On the way to nursery yesterday, I told Joseph about the party. ‘It has to be quite a quiet party, because it’s in the hospital,’ I told him. ‘No dancing,’ he said, his face serious. ‘No, I don’t think there’ll be any dancing.’ Years ago, for reasons I can’t remember, Paul made up a dance to Atomic Kitten’s Whole Again, and performed it at every opportunity. On a visit to Rach last week, he did it for the first time in a long time, and when I last saw her and asked her about it, she laughed and did the key move (a circle, and then another – whole, again) with her one good arm. This morning, he taught some of it to Joseph, and the song is on the playlist.
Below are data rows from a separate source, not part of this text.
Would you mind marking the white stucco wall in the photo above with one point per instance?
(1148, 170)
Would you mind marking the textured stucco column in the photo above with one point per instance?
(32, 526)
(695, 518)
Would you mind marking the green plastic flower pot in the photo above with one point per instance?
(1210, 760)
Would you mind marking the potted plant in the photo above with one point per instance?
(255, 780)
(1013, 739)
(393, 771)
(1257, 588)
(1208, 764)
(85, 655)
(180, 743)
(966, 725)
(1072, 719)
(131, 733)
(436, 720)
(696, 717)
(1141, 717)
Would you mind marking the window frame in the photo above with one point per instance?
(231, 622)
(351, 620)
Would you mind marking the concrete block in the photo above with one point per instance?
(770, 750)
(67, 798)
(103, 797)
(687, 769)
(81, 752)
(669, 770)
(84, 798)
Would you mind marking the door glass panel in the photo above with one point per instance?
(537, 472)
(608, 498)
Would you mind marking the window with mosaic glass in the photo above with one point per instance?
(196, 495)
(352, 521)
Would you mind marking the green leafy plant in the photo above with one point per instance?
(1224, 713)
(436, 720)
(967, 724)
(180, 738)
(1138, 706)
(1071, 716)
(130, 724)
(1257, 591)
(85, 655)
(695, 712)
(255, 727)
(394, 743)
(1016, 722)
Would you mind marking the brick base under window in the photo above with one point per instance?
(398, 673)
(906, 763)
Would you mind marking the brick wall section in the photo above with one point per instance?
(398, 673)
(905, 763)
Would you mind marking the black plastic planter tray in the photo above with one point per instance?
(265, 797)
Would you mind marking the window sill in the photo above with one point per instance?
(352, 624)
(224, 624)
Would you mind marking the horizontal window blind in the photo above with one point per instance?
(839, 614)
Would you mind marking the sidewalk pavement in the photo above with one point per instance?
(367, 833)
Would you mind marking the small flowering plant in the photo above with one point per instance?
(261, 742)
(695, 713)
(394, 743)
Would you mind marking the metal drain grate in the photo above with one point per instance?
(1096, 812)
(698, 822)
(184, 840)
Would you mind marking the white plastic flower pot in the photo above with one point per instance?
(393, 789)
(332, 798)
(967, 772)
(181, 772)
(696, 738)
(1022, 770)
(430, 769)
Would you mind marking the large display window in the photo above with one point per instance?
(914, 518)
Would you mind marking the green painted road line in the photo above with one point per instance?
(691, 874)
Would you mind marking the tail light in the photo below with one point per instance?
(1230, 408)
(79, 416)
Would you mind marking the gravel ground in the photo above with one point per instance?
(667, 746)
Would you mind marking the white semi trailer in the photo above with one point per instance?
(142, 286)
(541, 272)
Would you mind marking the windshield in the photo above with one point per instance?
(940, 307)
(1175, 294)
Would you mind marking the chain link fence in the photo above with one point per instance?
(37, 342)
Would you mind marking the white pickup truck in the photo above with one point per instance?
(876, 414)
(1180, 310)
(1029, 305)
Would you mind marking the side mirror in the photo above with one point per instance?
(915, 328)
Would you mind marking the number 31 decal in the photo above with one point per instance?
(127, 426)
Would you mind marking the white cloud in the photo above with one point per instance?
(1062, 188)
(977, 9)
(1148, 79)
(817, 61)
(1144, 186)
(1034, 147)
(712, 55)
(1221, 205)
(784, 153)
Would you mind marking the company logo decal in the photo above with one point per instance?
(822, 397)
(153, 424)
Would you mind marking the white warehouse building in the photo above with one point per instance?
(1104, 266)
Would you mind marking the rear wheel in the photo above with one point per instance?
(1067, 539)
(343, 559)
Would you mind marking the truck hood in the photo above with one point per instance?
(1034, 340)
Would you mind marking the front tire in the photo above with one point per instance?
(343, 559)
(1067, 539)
So maybe there will be a bit of dancing, after all.

Joseph and I played doctors this afternoon. ‘I’ve hurt my finger,’ I said. ‘I’m a tummy doctor,’ he said. ‘There has to be something wrong with your tummy.’ It was bad news, after he’d examined me. ‘There are some things in your tummy,’ he said. ‘A badger, a tin of baked beans, an umbrella, an ice-cream van, and some ants.’ Two minutes later, I was ‘all better’. In his world, people are ill and then they get better. He struggles with the fact that Rachel has been poorly for so long. We all do.

There’s a big part of me that is dreading tomorrow, although I’m looking forward to seeing the faces of many of the people who’ve supported Rachel and Scott these past sixteen months. I hope we’ve done enough to make her happy. I hope we give her a special memory, to summon up on the darker days.